The United States snubbed a request Thursday from a Japanese delegation of government and ruling coalition officials for Washington to remain committed to the landmark 1997 Kyoto Protocol on curbing global warming.

The delegation made the appeal in a meeting with U.S. Environmental Protection Agency Administrator Christine Whitman, Japanese officials said.

Senior Vice Foreign Minister Kiyohiro Araki, who is leading the delegation, told Whitman that Japan wants the U.S. to continue to cooperate in global efforts to enforce the treaty.

Whitman, as expected, rejected the Japanese demand and repeated President George W. Bush's recent comments opposing the pact, which was signed in 1997 in Kyoto to expedite international efforts to reduce heat-trapping gases.

Bush suggested recently that Washington will pull out of the treaty, which requires the world's industrialized countries to impose binding limits on emissions of carbon dioxide.

Bush said the Kyoto Protocol exempts 80 percent of the world from compliance and would cause serious harm to the U.S. economy.

Whitman told the Japanese mission that the U.S. is considering formulating a different approach to cope with global warming, saying Cabinet secretaries are reviewing the U.S. policy on climate change.

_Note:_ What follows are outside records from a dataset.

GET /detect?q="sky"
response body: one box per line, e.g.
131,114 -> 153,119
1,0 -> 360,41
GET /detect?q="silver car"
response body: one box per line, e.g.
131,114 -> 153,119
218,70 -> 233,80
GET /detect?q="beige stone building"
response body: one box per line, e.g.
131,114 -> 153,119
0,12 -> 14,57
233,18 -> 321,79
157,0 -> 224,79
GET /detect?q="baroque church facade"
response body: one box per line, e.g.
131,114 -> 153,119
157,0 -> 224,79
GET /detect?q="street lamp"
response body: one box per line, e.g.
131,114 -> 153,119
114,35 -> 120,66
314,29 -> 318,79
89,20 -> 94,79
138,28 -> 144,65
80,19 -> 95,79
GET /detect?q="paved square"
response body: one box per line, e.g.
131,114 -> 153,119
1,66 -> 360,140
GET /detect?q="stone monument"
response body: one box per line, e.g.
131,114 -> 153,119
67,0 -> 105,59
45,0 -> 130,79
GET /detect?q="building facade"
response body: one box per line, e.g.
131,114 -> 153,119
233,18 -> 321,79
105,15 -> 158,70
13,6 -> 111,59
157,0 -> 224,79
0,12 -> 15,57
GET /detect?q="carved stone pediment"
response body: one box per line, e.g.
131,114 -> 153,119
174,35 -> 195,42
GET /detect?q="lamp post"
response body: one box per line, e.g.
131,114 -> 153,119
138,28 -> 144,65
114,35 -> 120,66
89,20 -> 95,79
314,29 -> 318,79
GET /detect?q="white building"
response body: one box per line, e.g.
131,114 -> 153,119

The U.S. wants to come up with a certain proposal by July when talks on global warming are set to take place in Bonn, Whitman was quoted as saying.

The Bonn talks will be preceded by a preparatory meeting in New York on April 20 and 21.

Japanese delegates asked Whitman to attend the New York meeting so she can discuss the matter further with Environment Minister Yoriko Kawaguchi, but Whitman only said that she would consider it.

Under the Kyoto pact, the U.S. would have to reduce its pollutant emissions by 7 percent from 1990 levels by 2012.